To head off the obvious retort, yes consciousness is an emergent phenomenon. So what? That doesn't preclude a silicon (or other artificial) version. Technology isn't there yet (emphasis on_ yet_) but it hasn't stalled, either. Very recently, someone developed an artificial neuron that behaves like a natural one, in that it takes multiple inputs and generates multiple possible outputs based on those inputs, and is trainable (i.e. it learns and remembers). At some point, I believe they'll put together something that learns, is curious, can make inferences, and has opinions--and all this without those attributes having been specifically programmed in. At that point, saying it doesn't 'think' is going to sound a lot like a True Scotsman argument -- thinking is defined as something only organics do, therefore it isn't really 'thinking'

Just my 2 cents.


----------



## Justin Swanton (Jan 31, 2018)

It's fairly clear that several posters do not understand what is meant by an 'abstract concept.' The human mind thinks in abstractions and the point about abstractions is that they are not reducible to anything physical. They are not the same as a memory, a feeling, a visual or audio impression, or any combination thereof, although they can certainly carry sensory impressions or emotions with them. 'Justice' for example can carry the emotion of revenge with it, but the concept of justice is not itself reductible to vengeful feelings.

(to prove the point, look at every word in preceding paragraph: not a single one stands for any particular, concrete object or sensory impression; they are all generalisations, indicating realities that in the real world can have very different physical or sensory characteristics)

Since abstractions can't be equated with anything material they can't, in consequence, be produced by a material process. Since they can't be produced by a material process they can't be produced by a CPU, or any number of CPUs linked in array. Hence computers can't think.

As a final conclusion, the existence of abstract thought points of a part of human nature that is not material or biological, capable of producing abstract thinking. This, for Aristotle, was the proof of the existence of the *animos*, the immaterial component of a human being that is conjoined to the body but is not identified with it.

@Edward M Grant: humans are capable of instinctive reactions that bypass abstract thinking and function perfectly well without it.

@Dennis E Taylor: we need to be clear about what 'consciousness' is. The word is very woolly, and one can argue that any living organism has consciousness to a degree. I suggest simply dropping the word for this discussion and concentrating on human thinking, which is something that does set us apart from all other species.


----------



## Edward M. Grant (Jan 31, 2018)

Justin Swanton said:


> It's fairly clear that several posters do not understand what is meant by an 'abstract concept.' The human mind thinks in abstractions and the point about abstractions is that they are not reducible to anything physical.



So do computers. In fact, it's pretty much impossible to tell how a complex neural network makes decisions. Stuff goes in, stuff comes out, what happens in between is a mass of calculations that bear no resemblance to anything a human programmer would tell it to do.

Yet, somehow, it figures out the abstract concept of a 'face' and replaces the pr0n actor's face with Emma Watson's.



> @Edward M Grant: humans are capable of instinctive reactions that bypass abstract thinking and function perfectly well without it.

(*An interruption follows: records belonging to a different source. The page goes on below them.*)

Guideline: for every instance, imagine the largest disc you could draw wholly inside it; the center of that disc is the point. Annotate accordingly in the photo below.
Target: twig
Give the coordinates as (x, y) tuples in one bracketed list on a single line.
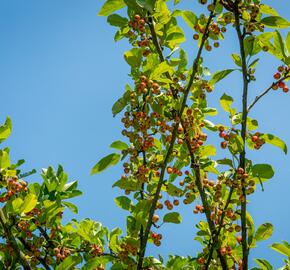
[(267, 91), (242, 164), (174, 134), (13, 242)]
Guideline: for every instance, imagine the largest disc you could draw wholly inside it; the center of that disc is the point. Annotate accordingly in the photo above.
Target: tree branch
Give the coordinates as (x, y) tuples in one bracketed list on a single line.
[(174, 133), (23, 261), (267, 91), (243, 134)]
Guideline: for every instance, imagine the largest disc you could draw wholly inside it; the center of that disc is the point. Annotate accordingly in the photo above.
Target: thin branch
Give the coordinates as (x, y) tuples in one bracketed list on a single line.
[(13, 241), (267, 91), (220, 225), (242, 164), (198, 181), (174, 133), (39, 258)]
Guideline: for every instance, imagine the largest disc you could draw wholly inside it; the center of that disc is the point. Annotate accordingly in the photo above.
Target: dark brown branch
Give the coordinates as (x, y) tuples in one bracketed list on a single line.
[(39, 258), (198, 181), (10, 237), (220, 226), (174, 133), (243, 134), (267, 91)]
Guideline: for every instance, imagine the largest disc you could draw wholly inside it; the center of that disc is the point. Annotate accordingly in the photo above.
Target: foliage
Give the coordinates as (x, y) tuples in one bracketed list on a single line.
[(165, 154)]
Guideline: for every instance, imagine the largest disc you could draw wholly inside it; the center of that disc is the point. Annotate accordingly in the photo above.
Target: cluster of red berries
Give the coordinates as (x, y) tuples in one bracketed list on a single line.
[(168, 204), (171, 170), (137, 24), (145, 85), (96, 250), (156, 238), (14, 186), (258, 142), (282, 72), (61, 253), (198, 209), (225, 136), (23, 225), (224, 251)]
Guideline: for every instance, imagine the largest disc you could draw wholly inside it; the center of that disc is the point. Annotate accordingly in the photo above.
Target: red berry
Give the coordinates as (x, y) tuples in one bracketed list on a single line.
[(255, 138), (277, 76), (224, 145), (281, 84)]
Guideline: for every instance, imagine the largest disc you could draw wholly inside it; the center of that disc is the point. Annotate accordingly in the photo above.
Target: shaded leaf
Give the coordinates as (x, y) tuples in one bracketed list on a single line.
[(264, 232), (275, 22), (105, 162), (110, 6), (119, 145), (173, 217), (271, 139), (226, 102), (218, 76)]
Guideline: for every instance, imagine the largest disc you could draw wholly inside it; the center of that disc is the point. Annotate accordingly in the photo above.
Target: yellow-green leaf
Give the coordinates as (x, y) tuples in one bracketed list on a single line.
[(105, 162), (110, 6)]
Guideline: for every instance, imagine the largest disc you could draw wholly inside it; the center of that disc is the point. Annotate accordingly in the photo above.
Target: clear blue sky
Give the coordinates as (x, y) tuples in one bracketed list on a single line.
[(60, 73)]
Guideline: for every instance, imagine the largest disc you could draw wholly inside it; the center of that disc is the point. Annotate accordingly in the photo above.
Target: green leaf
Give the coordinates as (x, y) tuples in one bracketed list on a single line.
[(119, 145), (218, 76), (123, 202), (183, 61), (71, 207), (105, 162), (4, 159), (210, 111), (282, 248), (275, 22), (264, 232), (5, 130), (268, 10), (263, 264), (188, 16), (271, 139), (110, 6), (29, 203), (209, 125), (237, 59), (122, 102), (69, 263), (117, 20), (172, 190), (175, 36), (146, 4), (288, 42), (279, 45), (133, 57), (226, 102), (252, 124), (173, 217), (251, 227), (208, 150), (161, 69), (16, 205), (264, 171)]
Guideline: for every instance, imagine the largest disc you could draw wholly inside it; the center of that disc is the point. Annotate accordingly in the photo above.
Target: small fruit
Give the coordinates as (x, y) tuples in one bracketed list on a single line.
[(224, 144), (277, 76), (281, 84), (169, 170), (155, 218)]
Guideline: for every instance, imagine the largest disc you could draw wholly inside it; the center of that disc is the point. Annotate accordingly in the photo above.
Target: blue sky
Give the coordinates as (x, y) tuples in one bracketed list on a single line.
[(60, 74)]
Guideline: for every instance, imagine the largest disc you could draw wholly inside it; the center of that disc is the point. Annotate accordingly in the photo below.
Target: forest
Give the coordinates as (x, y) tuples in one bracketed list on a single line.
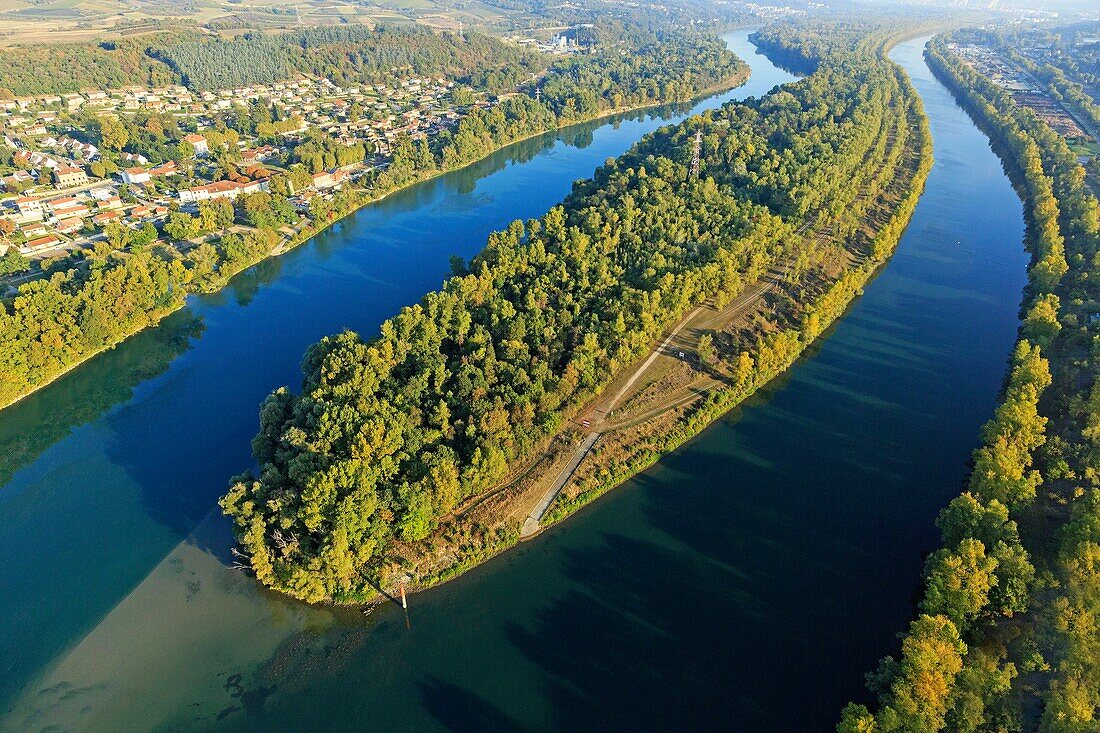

This was nothing to do with 'instinctive reactions'. I forget the precise details of the experiment, but somehow they measured both the time the person claimed they were about to raise their arm (or move some other limb, whatever it was) and the time the nerves sent the signal to the limb to move. And the signal was sent _before_ the person claimed they were going to move their arm.

So the supposed 'thought' came _after_ the brain signalled the arm to move, not before.


----------



## Dennis E. Taylor (Jan 31, 2018)

Justin Swanton said:


> Since abstractions can't be equated with anything material they can't, in consequence, be produced by a material process. Since they can't be produced by a material process they can't be produced by a CPU, or any number of CPUs linked in array. Hence computers can't think.



This is a complete non-sequitur. Here, let me rephrase it for you:

Since abstractions can't be equated with anything material they can't, in consequence, be produced by a material process. Since they can't be produced by a material process they can't be produced by a neuron, or any number of neurons linked in a brain. Hence people can't think.​
I'm going to assume for the sake of argument that you disagree with this version. And yet it uses the same logic.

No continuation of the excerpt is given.